Von der disruptiven Energie, die in den Race-Riot-Szenen anklingt, hätte der Film deutlich mehr vertragen können.

Natürlich sind manche Liebesszenen am Strand gut gefilmt. Szenen während Race Riots der 60er fangen das Chaos der Zeit nicht schlecht ein oder der Streit, der in schockierende Gewalt umbricht, ist auch tatsächlich schockierend gefilmt. Doch verstärkt das die benannten Probleme nur noch.

Durch die filmische Inszenierung, die cineastische Politur der Bilder wirkt alles noch mehr wie ein Heiligenbild – nebenbei auch ein “Witz”, den die Serie en passant bereits zu Werbezwecken abgehandelt hatte, als sie den Cast von Annie Liebovitz ebenso fotografieren ließ. Dem Film fehlt die televisuelle Einfachheit der Serie. Die sah nie extrem gut aus, sondern einfach, wie es vermutlich bei Gangstern daheim aussieht. Zu viel Goldfransen, zu viel Kitsch und alles auch ein wenig stumpf.

Viele Szenen sind mit stark ästhetisierendem Blick gefilmt, was stellenweise überkommen und dadurch aus unangebracht wirkt.

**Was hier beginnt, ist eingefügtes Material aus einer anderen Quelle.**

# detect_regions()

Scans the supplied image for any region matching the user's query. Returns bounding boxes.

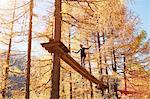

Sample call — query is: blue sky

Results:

Doch zum Schluss noch ein Vergleich nicht zur Serie: Wer einen Post-Sopranos-Gangsterfilm schauen möchte, der aus dem, was die Serie geleistet hat, gelernt und auch eine Hauptfigur hat, die Tony Soprano ähnlich sieht und wo auch Ray Liotta zu sehen ist, dem sei empfohlen: Killing them Softly (2012).

Fazit

6.6/10
Ganz okay
Community-Rating:
Handlung 6.5/10
Schauspiel 7.5/10
Visuelle Umsetzung 6.5/10
Emotionen 6/10
Dialoge 6.5/10

Kann man machen … muss man aber nicht. Ein ziemlich konventioneller Gangsterfilm, der leider fast nichts von dem, was die Serie ausgezeichnet und besonders gemacht hatte, zu bieten hat. Stattdessen werden viele der überkommenen Mafiafilmkllischees einfach wieder bedient. The Many Saints of Newark ist in keinem Fall schlecht gemacht und kann sicher eingefleischte Genrefans freuen, aber aus den Socken reißt er beim besten Willen nicht.